The finding was accurate. A privileged container with sensitive host mounts had run on an EKS node. What GuardDuty could not determine — and what took a full investigation to confirm — was whether this was an attacker or an engineer.

Why GuardDuty Fires on kubectl debug

This is the detail most post-mortems skip. Understanding why GuardDuty generates this finding is the foundation for both the investigation and the fix.

kubectl debug node/<node-name> works by scheduling a privileged pod on the target node with access to the host's process namespace, filesystem, and network. This is by design — it gives you a shell on the underlying EC2 instance for exactly the kind of deep debugging that container-level access cannot provide.

# What the engineer ran
kubectl debug node/ip-10-0-1-45.eu-west-1.compute.internal \
  -it --image=busybox -- chroot /host

Under the hood, Kubernetes creates a pod spec that looks like this:

spec:
  hostPID:     true        # Access to host process namespace
  hostNetwork: true        # Access to host network
  hostIPC:     true        # Access to host IPC namespace
  containers:
    - name:  node-debugger-<random>   # GuardDuty matches this pattern
      image: busybox
      securityContext:
        privileged: true              # This is what triggers the finding
      volumeMounts:
        - mountPath: /host
          name:      host-root
  volumes:
    - name: host-root
      hostPath:
        path: /                       # Sensitive host mount

From a threat intelligence perspective, this pod specification is identical to what an attacker running a container escape exploit would create. GuardDuty has no context about who initiated the pod, why, or whether it was expected. It sees a privileged container with host access and generates a HIGH severity finding. This is correct behaviour.
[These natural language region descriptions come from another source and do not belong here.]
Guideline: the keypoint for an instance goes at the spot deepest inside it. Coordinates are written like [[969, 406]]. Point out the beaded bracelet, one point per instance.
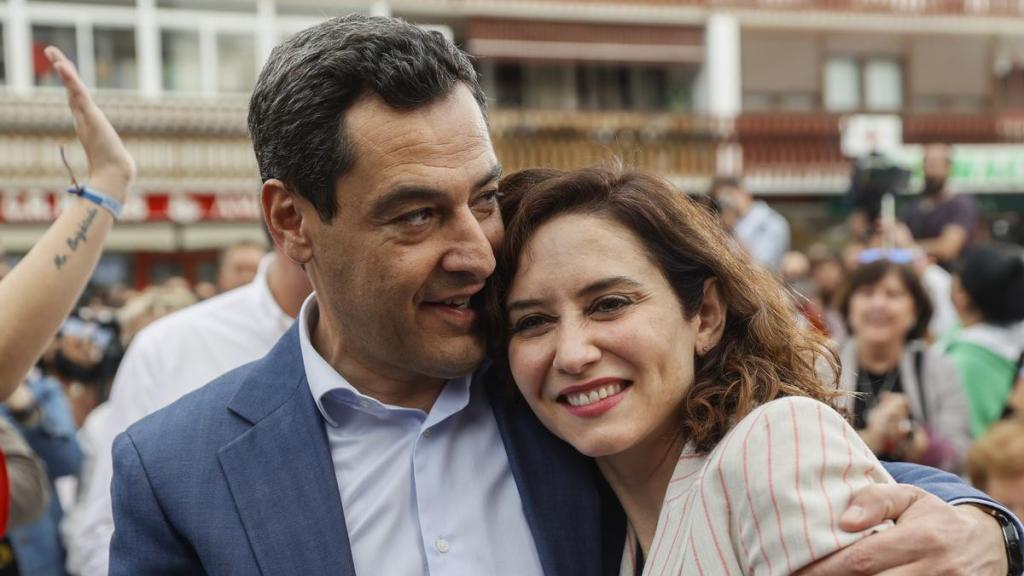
[[92, 195]]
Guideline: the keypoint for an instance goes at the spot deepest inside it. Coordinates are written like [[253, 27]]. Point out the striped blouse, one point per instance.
[[766, 500]]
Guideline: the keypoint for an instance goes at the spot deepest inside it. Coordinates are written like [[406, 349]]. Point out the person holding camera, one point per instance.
[[910, 405]]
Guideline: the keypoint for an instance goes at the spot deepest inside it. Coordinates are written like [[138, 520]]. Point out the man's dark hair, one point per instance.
[[872, 273], [297, 108]]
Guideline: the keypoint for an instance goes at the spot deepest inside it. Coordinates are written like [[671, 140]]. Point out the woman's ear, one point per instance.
[[286, 214], [711, 317]]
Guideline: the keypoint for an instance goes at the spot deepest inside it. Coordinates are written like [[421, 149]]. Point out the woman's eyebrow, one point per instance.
[[592, 288], [607, 283]]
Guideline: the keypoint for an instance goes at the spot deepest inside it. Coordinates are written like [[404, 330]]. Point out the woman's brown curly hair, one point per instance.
[[763, 354]]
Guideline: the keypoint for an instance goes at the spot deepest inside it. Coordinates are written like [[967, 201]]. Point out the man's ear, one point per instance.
[[288, 217], [712, 317]]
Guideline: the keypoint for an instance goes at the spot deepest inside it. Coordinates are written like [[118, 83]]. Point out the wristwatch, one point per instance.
[[1012, 540]]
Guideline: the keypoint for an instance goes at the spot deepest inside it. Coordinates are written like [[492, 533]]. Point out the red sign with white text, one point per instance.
[[43, 207]]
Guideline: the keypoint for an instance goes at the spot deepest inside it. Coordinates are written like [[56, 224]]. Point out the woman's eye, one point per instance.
[[527, 323], [486, 201], [609, 304]]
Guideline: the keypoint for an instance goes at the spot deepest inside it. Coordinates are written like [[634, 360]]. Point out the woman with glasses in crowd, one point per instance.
[[909, 404]]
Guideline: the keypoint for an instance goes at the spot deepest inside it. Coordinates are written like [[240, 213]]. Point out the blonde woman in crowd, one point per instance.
[[637, 335]]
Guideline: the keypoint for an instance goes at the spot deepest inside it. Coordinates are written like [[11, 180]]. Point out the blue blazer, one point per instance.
[[237, 478]]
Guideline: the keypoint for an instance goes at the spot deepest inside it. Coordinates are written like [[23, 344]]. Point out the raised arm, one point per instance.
[[39, 292]]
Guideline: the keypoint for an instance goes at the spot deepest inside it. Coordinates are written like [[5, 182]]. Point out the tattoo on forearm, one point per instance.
[[78, 238]]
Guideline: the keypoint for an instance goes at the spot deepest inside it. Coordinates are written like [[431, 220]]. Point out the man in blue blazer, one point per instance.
[[369, 441]]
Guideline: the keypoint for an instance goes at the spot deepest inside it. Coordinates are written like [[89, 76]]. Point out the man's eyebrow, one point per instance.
[[404, 195], [493, 174], [412, 194]]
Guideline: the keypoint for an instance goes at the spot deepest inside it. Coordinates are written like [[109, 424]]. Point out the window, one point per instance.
[[236, 63], [872, 84], [115, 51], [509, 85], [179, 51], [883, 84], [213, 5], [1012, 86], [43, 36]]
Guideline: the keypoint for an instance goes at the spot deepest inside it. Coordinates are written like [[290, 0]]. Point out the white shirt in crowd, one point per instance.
[[167, 360]]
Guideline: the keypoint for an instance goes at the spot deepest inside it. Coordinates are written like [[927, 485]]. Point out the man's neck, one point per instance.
[[392, 386], [880, 358]]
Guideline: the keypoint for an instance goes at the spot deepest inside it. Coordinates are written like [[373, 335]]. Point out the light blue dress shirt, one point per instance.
[[423, 493]]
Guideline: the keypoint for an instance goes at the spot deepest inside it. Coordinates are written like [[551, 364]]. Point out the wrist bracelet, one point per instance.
[[1012, 541], [98, 198]]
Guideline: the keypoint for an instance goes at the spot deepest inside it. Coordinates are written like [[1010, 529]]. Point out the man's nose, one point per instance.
[[470, 252]]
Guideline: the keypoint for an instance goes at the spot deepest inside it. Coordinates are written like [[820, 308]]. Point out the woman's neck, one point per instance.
[[880, 358], [640, 478]]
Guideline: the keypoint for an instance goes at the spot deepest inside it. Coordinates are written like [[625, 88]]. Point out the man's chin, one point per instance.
[[454, 358]]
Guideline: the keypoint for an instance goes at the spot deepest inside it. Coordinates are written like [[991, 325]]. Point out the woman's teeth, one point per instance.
[[597, 395]]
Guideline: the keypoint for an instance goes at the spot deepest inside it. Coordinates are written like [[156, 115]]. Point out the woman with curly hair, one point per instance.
[[638, 335]]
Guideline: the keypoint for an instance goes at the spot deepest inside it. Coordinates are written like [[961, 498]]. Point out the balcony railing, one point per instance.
[[925, 7], [190, 145]]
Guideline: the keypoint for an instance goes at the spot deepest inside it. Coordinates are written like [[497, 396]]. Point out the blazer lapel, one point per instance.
[[281, 474], [578, 525]]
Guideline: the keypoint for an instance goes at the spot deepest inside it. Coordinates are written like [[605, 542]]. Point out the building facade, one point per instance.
[[687, 88]]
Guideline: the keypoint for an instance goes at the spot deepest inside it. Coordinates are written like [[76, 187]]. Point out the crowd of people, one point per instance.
[[631, 320], [930, 329]]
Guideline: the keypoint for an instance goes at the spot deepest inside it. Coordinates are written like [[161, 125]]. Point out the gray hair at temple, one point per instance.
[[296, 113]]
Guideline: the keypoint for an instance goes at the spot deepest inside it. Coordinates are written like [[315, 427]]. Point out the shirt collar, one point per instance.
[[333, 393]]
The problem is not that GuardDuty fired. The problem is that there was no mechanism to distinguish a legitimate debug session from an attack — before, during, or immediately after.

The Investigation

Phase 1 — The First Dead End

The immediate response to a HIGH severity GuardDuty finding on a production EKS cluster is to check the node. By the time the investigation began, the node in question had already been terminated.

This was a Spot instance. Karpenter had received an interruption notice, drained the node gracefully, and terminated it. All runtime evidence — the pod, its filesystem, its process list, any artefacts left by the debug session — was gone. The ephemeral nature of Spot instances, which is an operational and cost advantage in every other context, had destroyed the evidence before the investigation could begin.

GuardDuty finding: 14:23 UTC Spot interruption notice: 14:31 UTC Node terminated: 14:33 UTC Investigation begins: 14:47 UTC Node available for forensic inspection: Not possible

This is the first structural gap: Spot nodes can destroy runtime evidence before security investigations begin.

Phase 2 — Pivot to the Control Plane

With no node to inspect, the investigation shifted to what did persist: the Kubernetes API server audit logs and the EKS control plane.

# Query EKS audit logs — find pod creation events around the alert time
aws logs filter-log-events \
  --log-group-name "/aws/eks/prod-eks-cluster/cluster" \
  --filter-pattern '{ $.objectRef.resource = "pods" && $.verb = "create" }' \
  --start-time 1748523000000 \
  --end-time 1748524200000 \
  --query 'events[].message' \
  --output text | python3 -m json.tool

The audit logs confirmed pod creation in kube-system at 14:21 UTC — two minutes before the GuardDuty finding. The pod name matched the node-debugger-* pattern. The user agent showed kubectl/v1.30.0. The source IP was an internal RFC1918 address.

This narrowed the scope significantly. The request came from inside the network, from a kubectl client, not from a compromised pod or an external attacker. But "from inside the network" covers both legitimate engineers and a compromised internal system.

Phase 3 — The Bastion Host

The source IP traced to the bastion EC2 instance. The bastion host is the single point of entry to the EKS API server for human operators — accessed via SSM Session Manager with no open inbound ports.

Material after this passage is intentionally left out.